IL BLITZ DI SILVIA SALIS AL VIMINALE CHE SPIAZZA LA PROPAGANDA SULLA “PERCEZIONE” DI IN-SICUREZZA DEI SOVRANISTI: SI FA RICEVERE DA PIANTEDOSI E OTTIENE LA COLLABORAZIONE DEL MINISTRO SENZA CEDERE SU TASER E CP
LA DETERMINAZIONE DI SILVIA METTE ALLE CORDE IL MINISTRO E SPIAZZA I SOVRANISTI LOCALI CHE GETTANO FANGO SULLA CITTA’ INVENTANDOSI UN PROBLEMA SICUREZZA MENTRE I DATI REALI PARLANO DI UNA DIMINUZIONE DEI REATI
Si è svolto a Roma l’incontro tra la sindaca di Genova, Silvia Salis, e il ministro dell’Interno,
Matteo Piantedosi. Al centro del colloquio, definito da entrambe le parti “collaborativo”, la situazione del centro storico genovese.

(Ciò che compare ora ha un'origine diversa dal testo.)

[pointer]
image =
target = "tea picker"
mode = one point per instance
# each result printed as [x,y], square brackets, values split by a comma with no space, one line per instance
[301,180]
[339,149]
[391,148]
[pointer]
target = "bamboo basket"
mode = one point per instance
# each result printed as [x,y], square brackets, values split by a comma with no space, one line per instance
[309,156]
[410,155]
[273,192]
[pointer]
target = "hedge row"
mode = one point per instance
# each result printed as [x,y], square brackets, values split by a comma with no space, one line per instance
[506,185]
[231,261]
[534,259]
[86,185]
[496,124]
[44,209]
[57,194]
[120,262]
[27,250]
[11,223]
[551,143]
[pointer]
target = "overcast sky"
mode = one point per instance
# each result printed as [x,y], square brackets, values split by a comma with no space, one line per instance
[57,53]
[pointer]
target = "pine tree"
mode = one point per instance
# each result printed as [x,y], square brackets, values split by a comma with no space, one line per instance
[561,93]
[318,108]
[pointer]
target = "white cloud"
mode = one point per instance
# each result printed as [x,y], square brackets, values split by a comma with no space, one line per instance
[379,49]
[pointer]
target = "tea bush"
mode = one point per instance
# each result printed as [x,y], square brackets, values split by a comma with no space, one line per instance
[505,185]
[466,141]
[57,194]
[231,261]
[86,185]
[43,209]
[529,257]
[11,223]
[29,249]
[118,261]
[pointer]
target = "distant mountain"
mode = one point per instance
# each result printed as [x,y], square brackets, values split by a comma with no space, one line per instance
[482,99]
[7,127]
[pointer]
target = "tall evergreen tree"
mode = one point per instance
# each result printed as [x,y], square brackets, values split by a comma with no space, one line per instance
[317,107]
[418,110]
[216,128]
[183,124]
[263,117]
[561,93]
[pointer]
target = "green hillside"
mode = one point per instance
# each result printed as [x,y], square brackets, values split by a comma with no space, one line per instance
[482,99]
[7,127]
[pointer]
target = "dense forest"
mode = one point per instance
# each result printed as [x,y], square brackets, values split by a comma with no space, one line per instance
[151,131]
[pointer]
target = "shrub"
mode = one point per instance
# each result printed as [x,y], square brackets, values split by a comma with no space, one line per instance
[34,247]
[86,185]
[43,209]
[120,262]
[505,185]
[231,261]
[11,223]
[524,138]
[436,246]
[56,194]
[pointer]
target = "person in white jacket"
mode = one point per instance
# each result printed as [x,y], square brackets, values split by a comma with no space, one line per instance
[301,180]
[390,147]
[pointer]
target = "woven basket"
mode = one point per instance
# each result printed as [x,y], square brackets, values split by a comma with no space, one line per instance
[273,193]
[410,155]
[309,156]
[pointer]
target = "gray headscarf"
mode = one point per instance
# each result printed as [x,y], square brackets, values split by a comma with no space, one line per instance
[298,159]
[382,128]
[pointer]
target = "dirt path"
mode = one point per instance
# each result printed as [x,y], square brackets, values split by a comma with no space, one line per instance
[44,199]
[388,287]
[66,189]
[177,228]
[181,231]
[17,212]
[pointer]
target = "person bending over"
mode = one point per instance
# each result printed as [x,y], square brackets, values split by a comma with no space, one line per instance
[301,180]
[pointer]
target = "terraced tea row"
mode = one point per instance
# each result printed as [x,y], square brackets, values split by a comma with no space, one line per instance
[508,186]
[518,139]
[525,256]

La strategia congiunta prevede un’azione su due binari: da un lato il potenziamento dei presidi delle Forze dell’Ordine e della Polizia Locale, dall’altro una serie di interventi strutturali a cura del Comune, tra cui il rafforzamento dell’illuminazione pubblica, l’incremento della pulizia urbana, l’apertura di studentati diffusi e il potenziamento dei servizi sociali.
“L’incontro di oggi è stato fondamentale per chiarirsi dopo mesi di interlocuzioni a distanza e ringrazio il ministro Piantedosi per la disponibilità dimostrata a ricevermi e ad ascoltare le richieste della città – dichiara Salis in una nota del Comune in cui si parla di “clima di piena collaborazione istituzionale” – se da un lato, i dati sulla criminalità mostrano un lieve decremento, dall’altro siamo perfettamente consapevoli che la percezione dei cittadini è diversa. I nostri vicoli vengono ancora vissuti come un’area di particolare concentrazione di degrado e disagio, e come istituzioni abbiamo il preciso dovere di dare risposte concrete a questa legittima preoccupazione”.
La strategia condivisa a Roma non si limiterà alla riorganizzazione e al potenziamento dei presidi delle forze dell’ordine, ma verrà studiato un vasto piano di interventi su cui il Comune è già al lavoro da diversi mesi. Sarà, per esempio, previsto un deciso potenziamento dell’illuminazione pubblica per eliminare le zone d’ombra, unito a un incremento radicale della pulizia e del decoro urbano. Grande attenzione sarà data all’aspetto abitativo, attraverso la realizzazione di studentati diffusi per garantire un presidio sociale sano e costante, e una maggiore capillarità dei servizi sociali sul territorio.
A queste azioni si affiancheranno nuovi interventi integrati per favorire la vivibilità, come il progetto Darsena h24, e l’assegnazione al nucleo centro storico di una parte significativa dei nuovi agenti assunti nella polizia locale, così da garantire una presenza più fitta e rassicurante di tutte le realtà che concorrono al mantenimento della sicurezza e del decoro.
“La sicurezza si costruisce non solo controllando il territorio, ma anche riqualificandolo e riempiendolo di vita – conclude Salis – L’impegno condiviso oggi con il ministro, e che rinnovo in prima persona con la città, è chiaro: l’obiettivo di questa amministrazione è cambiare in modo definitivo la percezione del nostro centro storico, che deve tornare a essere sinonimo di bellezza, cultura, vitalità e sicurezza. Stiamo mettendo in campo ogni sforzo per raggiungere questo traguardo”.
Se sul piano del decoro urbano e del controllo del territorio sembra esserci intesa, il vertice ha volutamente sorvolato sui temi politicamente più divisivi. Le questioni relative all’eventuale introduzione del taser per la Polizia Locale e alla realizzazioni dei Cpr (Centri di Permanenza per il Rimpatrio) sono state infatti rinviate a data da destinarsi, a testimonianza di come le distanze ideologiche tra la giunta genovese e il Viminale rimangano sul fondo.
Da parte sua, il ministero dell’Interno ha voluto smorzare le polemiche politiche legate al colore della giunta di Palazzo Tursi. Dagli uffici di Piantedosi è stato infatti fatto sapere che “non vi è alcuna preclusione nei confronti di Genova né di alcuna altra città governata dalla sinistra”, ribadendo la disponibilità del Governo a lavorare con tutte le amministrazioni locali indipendentemente dalle appartenenze politiche.